Sarah has made her farm very attractive to farm visitors, whether they are the product of planned visits or spontaneous stop-offs by those who see their farm signs along the main highway.
She had recently opened her farm up for event rental, such as for weddings. Word of mouth generated from people stopping by for short-term reasons can be an excellent source of future rental income. Guests stop off to buy nursery plants, to walk the labyrinth (which is intriguing even when the lavender isn’t in bloom, which was the case when we visited), or to browse the on-farm store. For the summer bloom time, Sarah holds a formal event which drew more than 3000 the summer before our visit. Now named “Lavender & Wind Art Festival -- with a Taste of Provence,” Sarah invited local artists and musicians, and sold her own products at the event. “The festival brings a lot of attention to the farm,” she says. “We started it to do that, plus provide a venue for artists to sell their art. We also provide a fundraiser for our local county extension service. We don't charge admission, but if it gets too crowded, we will.”
Sarah also offers a series of classes. These have included one on making your own lotion, in which she teaches how to use a lotion base along with chosen essential oils and colors, and a class on making lavender wands from her farm-grown crops, and for which she also serves lavender lemonade to the students.
addition of agritourism and on-farm visits evolved gradually, and weren't
free of challenges, especially when it came to children. “Having
visitors come onto the farm is an ongoing issue,” Sarah says. “Each year
we try to improve the experience. We started having a port-a-potty when
people asked to use the bathroom and I (realized I) didn't want them
coming into my house. Kids are always going to challenge us, so we now
ask them not to throw rocks in our pond. They are like little testers to
see how secure our system is.
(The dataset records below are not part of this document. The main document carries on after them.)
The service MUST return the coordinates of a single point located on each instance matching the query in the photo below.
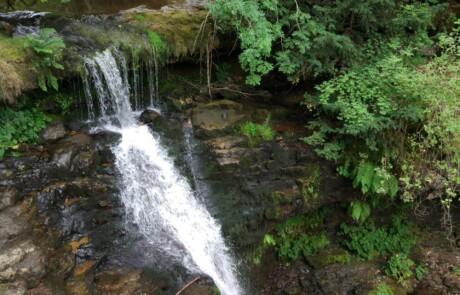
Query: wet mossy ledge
(169, 36)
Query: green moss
(160, 47)
(381, 289)
(309, 184)
(328, 257)
(185, 32)
(15, 68)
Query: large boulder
(217, 115)
(76, 154)
(149, 116)
(53, 131)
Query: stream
(156, 196)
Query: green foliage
(433, 152)
(382, 289)
(223, 72)
(310, 38)
(400, 267)
(63, 101)
(339, 259)
(360, 211)
(420, 272)
(158, 45)
(18, 127)
(292, 247)
(456, 271)
(295, 238)
(48, 47)
(368, 241)
(255, 133)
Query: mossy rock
(16, 74)
(185, 32)
(328, 257)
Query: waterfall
(154, 193)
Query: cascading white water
(155, 194)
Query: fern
(48, 47)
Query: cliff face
(170, 35)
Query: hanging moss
(185, 32)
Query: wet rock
(8, 197)
(345, 279)
(441, 278)
(12, 224)
(119, 282)
(76, 153)
(53, 131)
(77, 287)
(40, 290)
(84, 162)
(22, 260)
(217, 115)
(16, 288)
(149, 116)
(226, 149)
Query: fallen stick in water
(188, 285)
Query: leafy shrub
(64, 102)
(310, 38)
(400, 267)
(363, 109)
(432, 160)
(255, 133)
(382, 289)
(18, 127)
(158, 45)
(360, 211)
(297, 237)
(368, 241)
(48, 47)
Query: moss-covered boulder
(174, 32)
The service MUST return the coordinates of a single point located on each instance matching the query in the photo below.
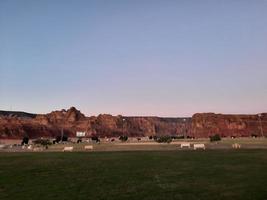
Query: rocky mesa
(17, 124)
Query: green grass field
(212, 174)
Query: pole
(259, 115)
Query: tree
(215, 138)
(43, 142)
(163, 139)
(25, 140)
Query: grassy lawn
(217, 174)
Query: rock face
(205, 125)
(18, 124)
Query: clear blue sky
(134, 57)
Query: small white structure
(236, 146)
(37, 149)
(186, 144)
(88, 147)
(199, 146)
(80, 134)
(69, 149)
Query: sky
(134, 57)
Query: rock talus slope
(18, 124)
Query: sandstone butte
(14, 125)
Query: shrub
(215, 138)
(25, 140)
(163, 139)
(123, 138)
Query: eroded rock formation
(18, 124)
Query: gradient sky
(134, 57)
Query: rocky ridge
(18, 124)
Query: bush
(163, 139)
(25, 140)
(215, 138)
(123, 138)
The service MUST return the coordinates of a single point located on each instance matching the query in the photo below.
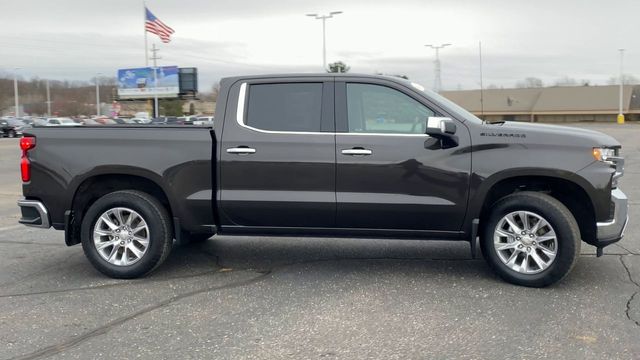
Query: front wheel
(531, 239)
(126, 234)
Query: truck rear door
(277, 161)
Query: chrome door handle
(241, 150)
(354, 152)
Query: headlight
(603, 154)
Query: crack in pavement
(627, 250)
(74, 341)
(31, 243)
(105, 286)
(628, 309)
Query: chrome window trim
(242, 99)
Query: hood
(565, 134)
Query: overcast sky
(549, 39)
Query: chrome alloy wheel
(121, 236)
(525, 242)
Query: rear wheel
(531, 239)
(126, 234)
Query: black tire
(160, 233)
(557, 215)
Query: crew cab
(336, 155)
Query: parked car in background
(186, 120)
(204, 120)
(165, 120)
(120, 121)
(137, 120)
(90, 122)
(6, 129)
(142, 115)
(61, 122)
(17, 126)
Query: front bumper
(613, 230)
(34, 214)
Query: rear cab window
(287, 107)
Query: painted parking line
(12, 227)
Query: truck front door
(390, 174)
(277, 165)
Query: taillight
(26, 143)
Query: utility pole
(481, 81)
(98, 95)
(15, 93)
(437, 84)
(48, 100)
(620, 114)
(155, 59)
(324, 34)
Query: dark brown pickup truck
(329, 155)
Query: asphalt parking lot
(231, 298)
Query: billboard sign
(139, 82)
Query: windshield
(448, 104)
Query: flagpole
(144, 27)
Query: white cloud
(72, 39)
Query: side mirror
(440, 126)
(443, 129)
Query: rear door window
(285, 107)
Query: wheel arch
(568, 188)
(98, 184)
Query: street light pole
(48, 100)
(324, 33)
(620, 114)
(15, 93)
(155, 59)
(437, 84)
(98, 94)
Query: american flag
(155, 26)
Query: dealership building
(551, 104)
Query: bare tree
(338, 67)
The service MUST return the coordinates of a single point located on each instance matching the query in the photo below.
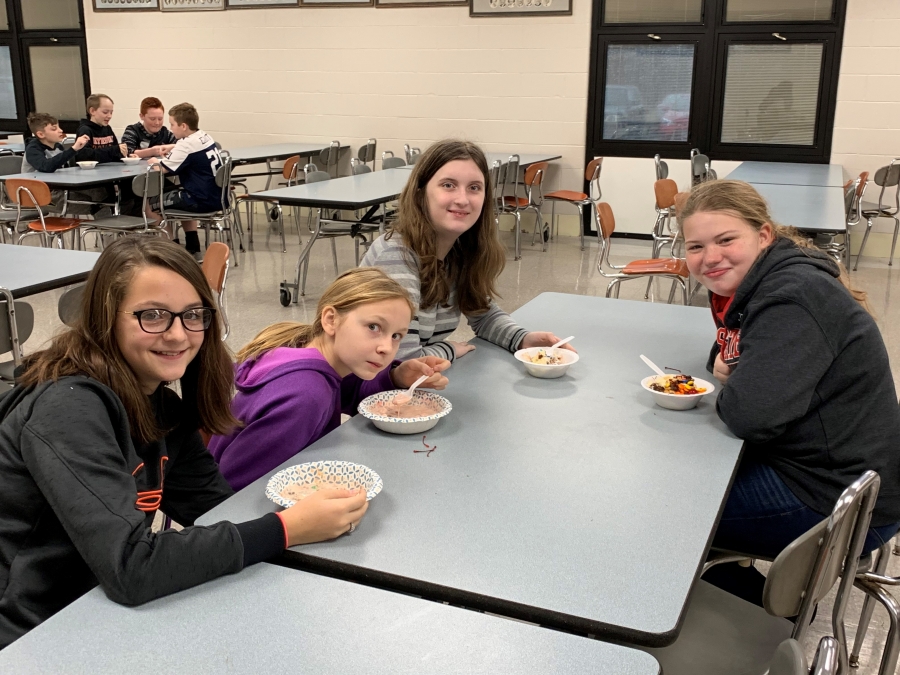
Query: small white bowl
(677, 401)
(404, 425)
(546, 370)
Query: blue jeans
(762, 516)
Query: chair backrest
(28, 192)
(806, 570)
(392, 162)
(69, 306)
(665, 191)
(789, 659)
(24, 324)
(662, 169)
(215, 265)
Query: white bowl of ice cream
(415, 417)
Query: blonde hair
(743, 201)
(360, 286)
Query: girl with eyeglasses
(92, 444)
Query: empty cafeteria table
(574, 503)
(267, 619)
(28, 270)
(351, 192)
(786, 173)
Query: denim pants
(762, 516)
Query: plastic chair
(886, 177)
(723, 633)
(578, 199)
(657, 268)
(215, 268)
(35, 194)
(16, 327)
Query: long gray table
(575, 503)
(786, 173)
(267, 619)
(28, 270)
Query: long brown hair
(743, 201)
(360, 286)
(90, 347)
(476, 259)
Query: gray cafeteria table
(574, 503)
(267, 619)
(786, 173)
(366, 190)
(28, 270)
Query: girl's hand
(543, 339)
(409, 371)
(326, 514)
(720, 370)
(461, 348)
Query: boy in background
(149, 137)
(195, 159)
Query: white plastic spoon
(655, 367)
(406, 396)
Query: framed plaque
(520, 7)
(126, 5)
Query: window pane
(648, 92)
(40, 14)
(653, 11)
(771, 94)
(778, 10)
(7, 88)
(58, 81)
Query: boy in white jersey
(195, 159)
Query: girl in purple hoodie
(294, 380)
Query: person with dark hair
(445, 251)
(149, 137)
(93, 443)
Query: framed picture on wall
(420, 3)
(520, 7)
(126, 5)
(191, 5)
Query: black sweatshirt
(811, 392)
(103, 146)
(77, 499)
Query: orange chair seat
(657, 266)
(509, 200)
(55, 224)
(566, 195)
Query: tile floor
(253, 303)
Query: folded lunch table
(575, 503)
(268, 619)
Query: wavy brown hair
(743, 201)
(360, 286)
(476, 259)
(90, 347)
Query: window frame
(713, 36)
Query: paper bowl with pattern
(305, 479)
(677, 401)
(378, 409)
(545, 370)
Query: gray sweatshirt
(431, 326)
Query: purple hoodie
(287, 399)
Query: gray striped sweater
(430, 327)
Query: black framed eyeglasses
(195, 319)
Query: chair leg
(884, 554)
(863, 245)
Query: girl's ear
(329, 321)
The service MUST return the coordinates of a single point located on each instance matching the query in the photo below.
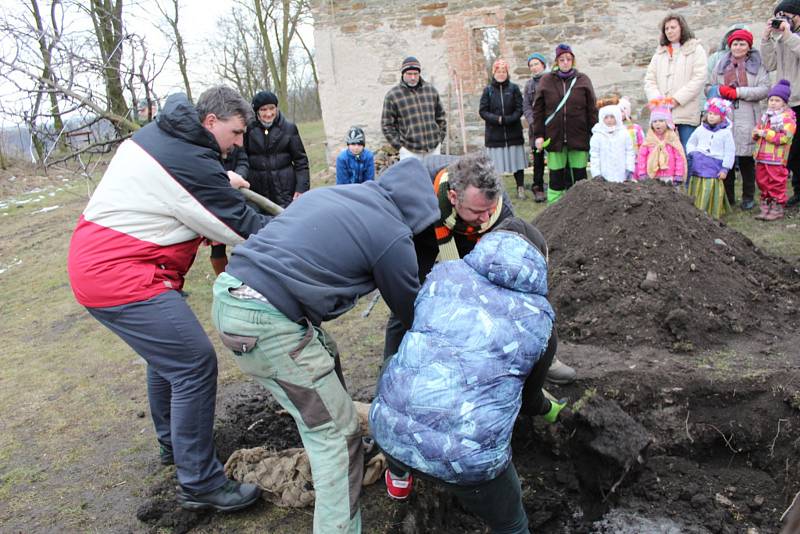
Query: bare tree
(172, 20)
(107, 20)
(46, 44)
(277, 24)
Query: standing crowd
(471, 337)
(711, 118)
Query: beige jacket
(681, 76)
(784, 56)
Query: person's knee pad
(578, 173)
(558, 181)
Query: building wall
(360, 45)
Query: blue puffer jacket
(352, 169)
(447, 401)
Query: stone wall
(360, 45)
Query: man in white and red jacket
(164, 190)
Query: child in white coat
(712, 151)
(611, 152)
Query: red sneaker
(398, 488)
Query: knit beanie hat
(500, 64)
(661, 110)
(410, 63)
(625, 108)
(565, 49)
(789, 6)
(741, 35)
(263, 98)
(539, 57)
(720, 106)
(782, 89)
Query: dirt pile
(636, 264)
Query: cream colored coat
(681, 76)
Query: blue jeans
(181, 381)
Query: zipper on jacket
(502, 113)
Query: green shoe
(555, 408)
(553, 195)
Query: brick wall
(361, 44)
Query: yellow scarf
(450, 223)
(659, 157)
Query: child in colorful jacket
(773, 135)
(634, 130)
(712, 151)
(661, 156)
(355, 164)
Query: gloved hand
(555, 408)
(728, 92)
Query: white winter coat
(747, 108)
(681, 76)
(611, 152)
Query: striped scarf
(451, 224)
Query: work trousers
(296, 363)
(181, 381)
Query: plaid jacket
(413, 117)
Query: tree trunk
(107, 19)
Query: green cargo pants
(292, 362)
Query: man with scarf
(471, 203)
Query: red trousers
(771, 180)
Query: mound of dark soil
(637, 264)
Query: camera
(776, 22)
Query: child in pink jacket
(773, 135)
(661, 156)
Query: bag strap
(563, 101)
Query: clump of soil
(637, 264)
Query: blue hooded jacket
(352, 169)
(448, 400)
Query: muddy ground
(687, 407)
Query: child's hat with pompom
(661, 110)
(720, 106)
(782, 89)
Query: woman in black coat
(278, 161)
(501, 108)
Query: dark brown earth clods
(636, 264)
(687, 417)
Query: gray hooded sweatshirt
(336, 244)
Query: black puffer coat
(502, 100)
(278, 161)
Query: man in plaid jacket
(413, 119)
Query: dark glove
(728, 92)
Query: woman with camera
(780, 50)
(678, 70)
(740, 76)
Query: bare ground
(77, 453)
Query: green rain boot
(553, 195)
(555, 407)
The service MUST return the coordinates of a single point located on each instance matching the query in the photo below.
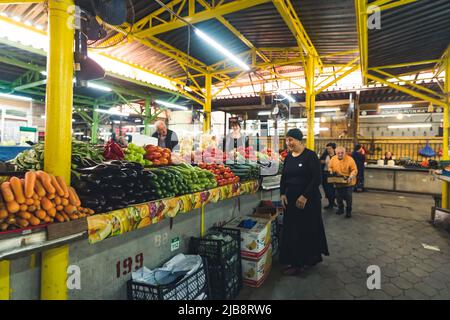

If they can find something to do that is
hurtful to themselves or our farm, they will. Usually it's minor the
first time, so we get to fix things up to take care of what they just
discovered. We work hard to make this a fun place for kids, but not in a
Disneyland sort of way. Rather, we let them see and discover the beauty
and fun stuff of nature and farming. They love our tractor (which they
can't climb on).”
Sarah has had enjoyable encounters with young kids as well. “There is a
language school on Whidbey, and the woman who runs it is French,” she
said. “She wanted to have a summer camp group of French students come
for a visit to the farm. So we arranged a tour for them. Several
carloads of people came with about eight kids, maybe 10. They ranged in
age from about four to nine. I'd spent a school year in southern France
when I was in college so I took them around and tried to explain it all
in French. It was a challenge. At the end, some of them helped with
screening some of the lavender, and I took a picture of their hands. I
love that picture because it reminds me of the importance of all of us
working together and that we are all from various backgrounds.”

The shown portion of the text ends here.